The Nest was an abandoned building where the twenty-some members of their gang lived, supervised by an older thief known as the Shrike. He was the one who took their money and brought them food.
“He takes all the money,” Karim clarified. “And you have to hope it's enough for the food he brings, otherwise it’s beatings.”
“This guy’s connected?” Kelsey asked. “He knows the people who run things around here?”
“Yeah,” Karim admitted. “Sometimes he has us do stuff for the big gangs, take messages or watch a place.”
“The nest is just kids, right?” Anton asked. Kelsey gave him a look but didn’t otherwise interfere. “What happens when you grow up?”
In truth, Karim couldn’t have been that much younger than Anton. He’d clearly been working hard as a thief to get his three levels that quickly. Now he grimaced at a thought that was clearly bothering him.
“It gets harder, once you get a Class,” he admitted.
“Oh? I would have thought that the Class made it easier,” Kelsey said.

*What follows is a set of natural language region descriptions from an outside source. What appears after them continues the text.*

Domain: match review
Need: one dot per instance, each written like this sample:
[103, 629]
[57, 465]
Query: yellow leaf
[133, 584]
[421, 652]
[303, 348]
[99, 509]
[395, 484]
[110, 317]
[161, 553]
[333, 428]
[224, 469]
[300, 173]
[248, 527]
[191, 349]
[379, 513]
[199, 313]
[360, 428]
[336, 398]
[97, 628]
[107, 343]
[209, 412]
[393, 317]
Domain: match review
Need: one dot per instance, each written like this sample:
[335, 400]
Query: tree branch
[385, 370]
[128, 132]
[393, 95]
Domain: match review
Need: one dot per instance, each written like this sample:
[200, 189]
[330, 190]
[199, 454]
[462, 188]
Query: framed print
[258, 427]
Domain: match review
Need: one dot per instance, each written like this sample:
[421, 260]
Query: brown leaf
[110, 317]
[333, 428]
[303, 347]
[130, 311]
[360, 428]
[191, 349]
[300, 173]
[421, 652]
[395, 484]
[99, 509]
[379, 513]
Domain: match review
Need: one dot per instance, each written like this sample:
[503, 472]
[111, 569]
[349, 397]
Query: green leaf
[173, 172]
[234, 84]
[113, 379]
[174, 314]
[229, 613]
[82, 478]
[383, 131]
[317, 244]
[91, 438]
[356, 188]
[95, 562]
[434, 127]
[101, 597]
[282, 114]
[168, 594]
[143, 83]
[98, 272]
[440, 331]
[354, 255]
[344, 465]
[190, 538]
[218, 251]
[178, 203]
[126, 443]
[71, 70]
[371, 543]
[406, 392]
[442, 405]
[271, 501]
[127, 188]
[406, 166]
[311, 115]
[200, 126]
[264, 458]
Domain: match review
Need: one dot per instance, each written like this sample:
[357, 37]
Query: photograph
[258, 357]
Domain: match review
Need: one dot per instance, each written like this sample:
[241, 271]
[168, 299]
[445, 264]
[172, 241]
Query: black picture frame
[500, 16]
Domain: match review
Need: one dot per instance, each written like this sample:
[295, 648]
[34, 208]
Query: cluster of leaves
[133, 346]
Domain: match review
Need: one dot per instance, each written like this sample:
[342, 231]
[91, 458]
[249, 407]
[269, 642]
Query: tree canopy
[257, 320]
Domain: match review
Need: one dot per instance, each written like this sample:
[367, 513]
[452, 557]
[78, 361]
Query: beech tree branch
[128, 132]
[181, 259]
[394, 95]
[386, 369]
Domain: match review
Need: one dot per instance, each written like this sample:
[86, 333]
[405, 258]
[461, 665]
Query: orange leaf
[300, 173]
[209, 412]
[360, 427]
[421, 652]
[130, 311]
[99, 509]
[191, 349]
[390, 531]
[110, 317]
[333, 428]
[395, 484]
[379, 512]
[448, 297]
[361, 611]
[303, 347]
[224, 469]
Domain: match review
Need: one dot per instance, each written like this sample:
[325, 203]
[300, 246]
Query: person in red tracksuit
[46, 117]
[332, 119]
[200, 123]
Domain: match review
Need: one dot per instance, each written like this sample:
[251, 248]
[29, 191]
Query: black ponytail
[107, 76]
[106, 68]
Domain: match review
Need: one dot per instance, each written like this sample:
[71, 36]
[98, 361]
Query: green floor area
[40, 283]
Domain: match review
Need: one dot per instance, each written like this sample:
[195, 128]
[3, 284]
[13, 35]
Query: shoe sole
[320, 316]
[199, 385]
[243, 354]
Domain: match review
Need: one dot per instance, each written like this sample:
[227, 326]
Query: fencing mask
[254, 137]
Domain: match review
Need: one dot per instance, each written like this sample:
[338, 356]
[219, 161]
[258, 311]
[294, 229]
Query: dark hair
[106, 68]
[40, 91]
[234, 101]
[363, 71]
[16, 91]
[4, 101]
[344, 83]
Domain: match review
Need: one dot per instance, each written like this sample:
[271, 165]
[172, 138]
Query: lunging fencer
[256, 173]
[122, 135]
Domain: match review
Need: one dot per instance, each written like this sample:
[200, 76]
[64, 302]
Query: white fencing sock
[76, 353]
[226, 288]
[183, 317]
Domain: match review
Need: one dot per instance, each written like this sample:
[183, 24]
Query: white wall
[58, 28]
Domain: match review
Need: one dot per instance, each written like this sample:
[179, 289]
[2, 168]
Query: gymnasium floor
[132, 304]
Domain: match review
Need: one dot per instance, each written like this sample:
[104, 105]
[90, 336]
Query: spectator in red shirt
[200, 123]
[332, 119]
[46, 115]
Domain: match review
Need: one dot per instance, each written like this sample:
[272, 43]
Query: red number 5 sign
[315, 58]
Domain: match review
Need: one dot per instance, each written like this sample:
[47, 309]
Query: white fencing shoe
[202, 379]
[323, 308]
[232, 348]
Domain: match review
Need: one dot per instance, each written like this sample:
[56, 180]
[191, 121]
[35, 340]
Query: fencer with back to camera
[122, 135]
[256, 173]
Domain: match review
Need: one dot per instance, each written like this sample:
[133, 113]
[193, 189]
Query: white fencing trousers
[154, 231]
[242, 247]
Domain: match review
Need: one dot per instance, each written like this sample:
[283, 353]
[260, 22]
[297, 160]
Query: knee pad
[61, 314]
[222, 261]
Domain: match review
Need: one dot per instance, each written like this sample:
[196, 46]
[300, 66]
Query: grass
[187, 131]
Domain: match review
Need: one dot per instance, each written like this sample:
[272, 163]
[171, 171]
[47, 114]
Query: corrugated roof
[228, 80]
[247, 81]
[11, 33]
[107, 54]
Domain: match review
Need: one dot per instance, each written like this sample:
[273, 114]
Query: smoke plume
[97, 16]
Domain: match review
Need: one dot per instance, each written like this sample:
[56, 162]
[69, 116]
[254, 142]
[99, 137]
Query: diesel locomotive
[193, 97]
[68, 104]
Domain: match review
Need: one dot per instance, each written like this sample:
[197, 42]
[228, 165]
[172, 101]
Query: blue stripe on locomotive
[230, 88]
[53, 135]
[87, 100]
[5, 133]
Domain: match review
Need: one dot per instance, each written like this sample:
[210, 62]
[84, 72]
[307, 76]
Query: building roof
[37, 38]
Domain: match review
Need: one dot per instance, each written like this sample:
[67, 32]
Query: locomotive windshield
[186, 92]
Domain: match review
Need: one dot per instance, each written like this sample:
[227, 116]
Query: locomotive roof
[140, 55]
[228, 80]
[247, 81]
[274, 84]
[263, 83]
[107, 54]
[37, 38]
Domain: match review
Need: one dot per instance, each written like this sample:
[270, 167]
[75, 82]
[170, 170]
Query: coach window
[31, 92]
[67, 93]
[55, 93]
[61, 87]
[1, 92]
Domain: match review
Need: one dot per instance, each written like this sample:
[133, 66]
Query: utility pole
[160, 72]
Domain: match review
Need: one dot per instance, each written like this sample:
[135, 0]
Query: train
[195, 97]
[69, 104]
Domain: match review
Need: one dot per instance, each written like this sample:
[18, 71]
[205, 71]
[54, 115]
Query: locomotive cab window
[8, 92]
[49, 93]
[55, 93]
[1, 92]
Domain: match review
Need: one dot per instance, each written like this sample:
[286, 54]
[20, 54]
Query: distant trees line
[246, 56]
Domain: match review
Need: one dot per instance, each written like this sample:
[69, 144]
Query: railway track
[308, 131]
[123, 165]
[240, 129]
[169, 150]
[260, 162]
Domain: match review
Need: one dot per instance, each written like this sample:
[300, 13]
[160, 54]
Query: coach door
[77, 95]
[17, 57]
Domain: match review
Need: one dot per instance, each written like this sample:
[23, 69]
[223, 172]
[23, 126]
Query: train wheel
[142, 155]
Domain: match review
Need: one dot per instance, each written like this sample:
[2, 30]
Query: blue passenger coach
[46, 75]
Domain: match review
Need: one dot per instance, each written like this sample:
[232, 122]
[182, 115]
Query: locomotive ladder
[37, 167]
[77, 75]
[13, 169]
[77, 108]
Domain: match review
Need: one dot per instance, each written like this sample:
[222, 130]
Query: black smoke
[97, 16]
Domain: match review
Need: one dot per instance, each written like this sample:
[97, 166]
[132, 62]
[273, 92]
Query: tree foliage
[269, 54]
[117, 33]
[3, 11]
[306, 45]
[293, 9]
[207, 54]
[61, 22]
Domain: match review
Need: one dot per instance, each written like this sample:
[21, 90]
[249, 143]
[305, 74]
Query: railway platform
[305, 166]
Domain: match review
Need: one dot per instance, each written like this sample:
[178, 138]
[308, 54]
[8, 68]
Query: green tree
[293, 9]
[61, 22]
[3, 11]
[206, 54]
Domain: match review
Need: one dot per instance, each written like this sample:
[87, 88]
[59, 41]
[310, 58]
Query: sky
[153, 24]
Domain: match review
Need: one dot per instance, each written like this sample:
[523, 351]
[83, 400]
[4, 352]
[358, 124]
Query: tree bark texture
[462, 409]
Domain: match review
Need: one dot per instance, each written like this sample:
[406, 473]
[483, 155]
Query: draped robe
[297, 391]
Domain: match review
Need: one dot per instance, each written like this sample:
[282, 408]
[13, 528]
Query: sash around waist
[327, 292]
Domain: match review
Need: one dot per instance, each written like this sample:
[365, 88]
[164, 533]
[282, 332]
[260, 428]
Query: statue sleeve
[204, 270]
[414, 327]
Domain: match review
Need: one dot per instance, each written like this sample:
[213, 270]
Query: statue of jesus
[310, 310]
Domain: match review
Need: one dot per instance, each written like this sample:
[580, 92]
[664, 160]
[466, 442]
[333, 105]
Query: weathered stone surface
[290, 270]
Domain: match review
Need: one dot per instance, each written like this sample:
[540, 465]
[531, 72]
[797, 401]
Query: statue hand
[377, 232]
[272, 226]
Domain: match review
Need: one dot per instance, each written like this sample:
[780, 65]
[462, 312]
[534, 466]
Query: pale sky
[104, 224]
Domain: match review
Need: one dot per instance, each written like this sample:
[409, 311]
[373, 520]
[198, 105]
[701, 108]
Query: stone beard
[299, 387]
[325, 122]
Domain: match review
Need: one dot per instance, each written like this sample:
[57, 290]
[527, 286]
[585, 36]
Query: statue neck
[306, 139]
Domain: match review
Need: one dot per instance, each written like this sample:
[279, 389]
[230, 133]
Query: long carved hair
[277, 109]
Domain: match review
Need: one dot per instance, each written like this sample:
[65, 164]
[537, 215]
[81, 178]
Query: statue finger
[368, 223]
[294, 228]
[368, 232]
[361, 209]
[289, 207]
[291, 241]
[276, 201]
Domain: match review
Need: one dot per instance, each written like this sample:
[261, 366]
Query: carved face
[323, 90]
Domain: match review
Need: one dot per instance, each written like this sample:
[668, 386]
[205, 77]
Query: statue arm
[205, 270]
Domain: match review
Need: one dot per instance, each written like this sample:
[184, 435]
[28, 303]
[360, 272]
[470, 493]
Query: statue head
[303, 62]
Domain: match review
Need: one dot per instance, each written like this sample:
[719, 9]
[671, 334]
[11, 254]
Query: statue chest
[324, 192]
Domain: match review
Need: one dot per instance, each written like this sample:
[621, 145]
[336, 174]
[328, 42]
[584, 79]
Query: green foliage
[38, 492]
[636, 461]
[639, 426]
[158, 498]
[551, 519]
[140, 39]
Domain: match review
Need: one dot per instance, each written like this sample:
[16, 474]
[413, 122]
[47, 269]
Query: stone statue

“Easier in some ways, sure,” he replied, “But… the guards don’t care about kids, no matter if they’re thieves or not. But once you’ve got a level, there’s a bounty if they catch you.”
“They don’t care about kids?” Kelsey asked. “I thought kids made the best slaves?”
“Not us street urchins. We make terrible slaves. We’re dirty and scrawny and we steal stuff. They’ll take us, but they don’t hunt for us.”
Kelsey chuckled, but Anton was still confused.
“Wait, why does that change when you get a Class?”
“They got a use for us then— they can put us in the Dungeon.”
“A dungeon doesn’t grow if it eats kids without levels,” Kelsey told him. “You need a Class to be good dungeon food.”
The kid nodded, unaware of why Kelsey was snickering at Anton’s repressed outrage.
“So that's… what happens to you? You get snatched off the street and fed to the dungeon?”
“Sometimes,” Kalim said. “Sometimes you can find a place in a proper gang. Every now and then the Shrike goes on to bigger things, and a new Shrike gets picked from the older ones.”
“Right,” Kelsey said, “Back to the Shrike. Does he live at the Nest? Or do you know where we can find him?”
Karim looked at the small pile of copper coins and the single silver coin that Kelsey had placed on the table between them.
“You gonna talk to him, pay him to talk to the next guy up?”
“That’s how it tends to work.”
Karim scowled. “I might know about someone higher up.”
Kelsey smiled and put another silver coin on the table. “Tell me more.”